Zeit online hier  28. August 2022  Von Ruben Rehage

Erneuerbare Energien

Oft scheitert der Ausbau erneuerbarer Energien am Protest von Bürgerinitiativen. Doch ein Dorf im Allgäu schafft es, Bedenken in Begeisterung zu verwandeln.

Fährt man nach Wildpoldsried, in ein Dorf tief im Allgäu, kurz vor der österreichischen Grenze, dann fährt man über sanfte Hügel und vorbei an grünen Wiesen, in die Vergangenheit und in die Zukunft.

In die Vergangenheit, weil in Wildpoldsried irgendwie die Zeit stehen geblieben zu sein scheint: Die Jungen ziehen hier nicht weg, am Sonntag trifft sich die Gemeinde in der Kirche, und die CSU-Bürgermeisterin wurde mit 91 Prozent ins Amt gewählt.

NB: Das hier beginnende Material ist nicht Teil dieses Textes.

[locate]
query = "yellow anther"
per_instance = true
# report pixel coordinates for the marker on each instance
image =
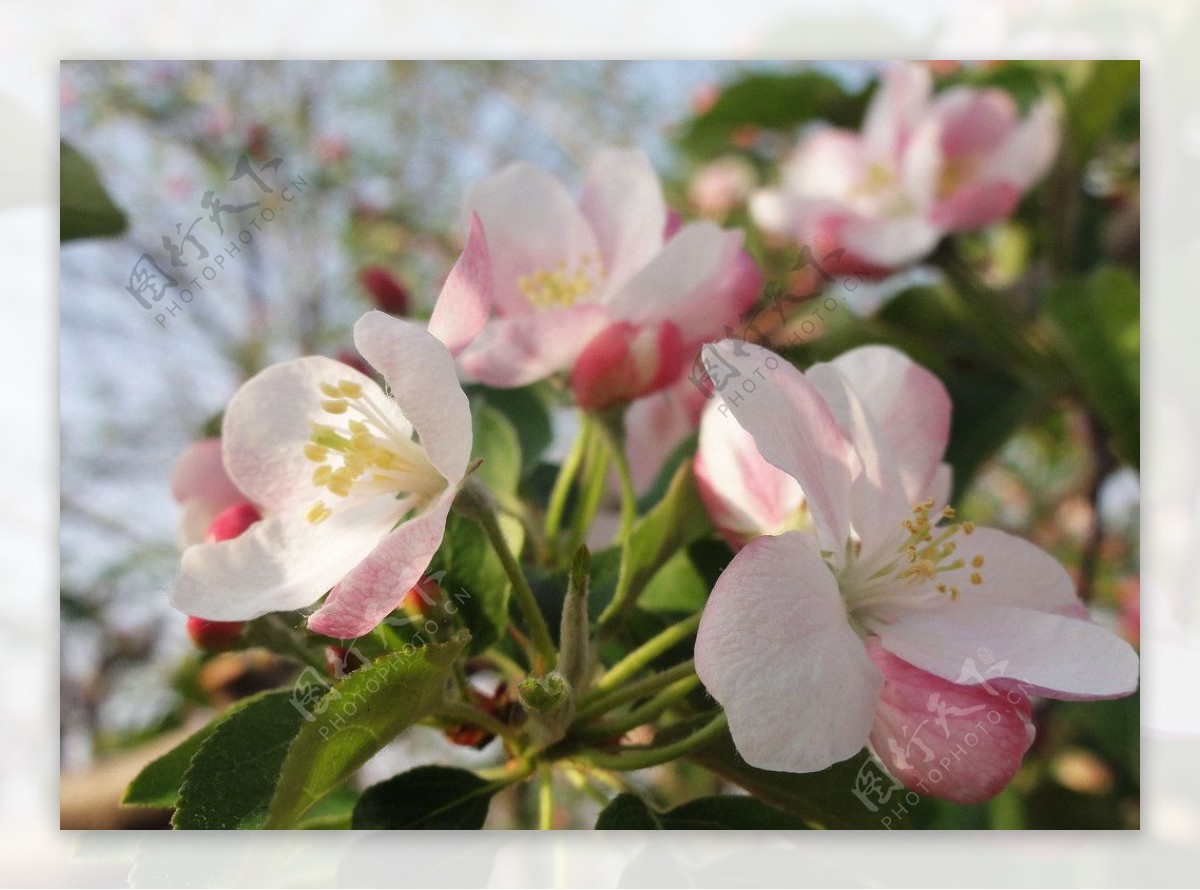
(318, 512)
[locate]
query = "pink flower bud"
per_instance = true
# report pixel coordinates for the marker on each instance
(213, 636)
(624, 362)
(232, 522)
(385, 292)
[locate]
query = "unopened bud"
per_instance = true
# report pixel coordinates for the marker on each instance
(232, 522)
(385, 292)
(213, 636)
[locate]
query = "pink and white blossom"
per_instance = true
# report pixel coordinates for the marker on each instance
(353, 482)
(876, 617)
(921, 167)
(603, 289)
(203, 489)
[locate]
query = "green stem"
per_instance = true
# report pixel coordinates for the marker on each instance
(567, 474)
(467, 714)
(595, 474)
(274, 633)
(474, 499)
(643, 757)
(546, 799)
(595, 702)
(640, 716)
(647, 653)
(613, 433)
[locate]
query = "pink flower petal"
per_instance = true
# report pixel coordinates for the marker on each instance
(687, 283)
(522, 349)
(280, 564)
(792, 427)
(379, 582)
(775, 649)
(268, 424)
(961, 744)
(910, 406)
(744, 494)
(1041, 653)
(976, 205)
(658, 424)
(623, 202)
(466, 300)
(532, 226)
(424, 383)
(199, 473)
(895, 109)
(973, 121)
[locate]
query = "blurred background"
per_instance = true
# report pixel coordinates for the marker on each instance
(385, 152)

In die Zukunft, weil dieses kleine Dorf für sich etwas geschafft hat, woran die Bundesrepublik schon so lange mit mäßigem Erfolg herumwerkelt: die Energiewende. Wildpoldsried erzeugt achtmal mehr Strom, als es selbst verbraucht. Und noch etwas ist besonders an der Stromproduktion hier: Die Anlagen gehören zu einem großen Teil den Bürgerinnen und Bürgern, sie wurden initiiert, geplant, umgesetzt aus ihrer Mitte und mit ihrem Geld ,praktisch ohne Widerstand. Alle profitieren, so gut wie niemand ist dagegen.

Es ist nicht ganz einfach zu prognostizieren, wie viele Windkraft- und Solaranlagen die Bundesrepublik bauen muss, um den Strombedarf im Jahr2050 klimaneutral zu decken. Das eine hängt vom anderen ab und beides vom Energiebedarf der Zukunft. Eine Faustformel lautet: Wir müssen die Kapazitäten in etwa verdoppeln. Beim Wind an Land, zum Beispiel, von etwa30.000 auf mehr als 65.000 Windräder, was einem Zubau von rund 1250Windrädern pro Jahr entspricht (wenn keins abgebaut wird). Im vergangenen Jahr wurden 484 Windräder gebaut, und rechnet man jene heraus, die aus Altersgründen abgebaut wurden, sind gerade mal 235 Windräder neu dazugekommen. Mit anderen Worten: Der Ausbau geht viel zu langsam.

Einer der Gründe dafür liegt im Widerstand, den vor allem Windenergie-, aber auch Solar-Projekte von Bürgerinitiativen erfahren. Theoretisch ist die Akzeptanz für die Energiewende quer durch alle Gesellschaftsschichten hoch. Praktisch aber wollen viele Menschen kein Windrad auf den Äckern ihrer Gemeinden stehen haben. Sie organisieren sich, sie klagen, sie ziehen Genehmigungsverfahren in die Länge, viele Projekte werden deshalb irgendwann wieder abgesagt.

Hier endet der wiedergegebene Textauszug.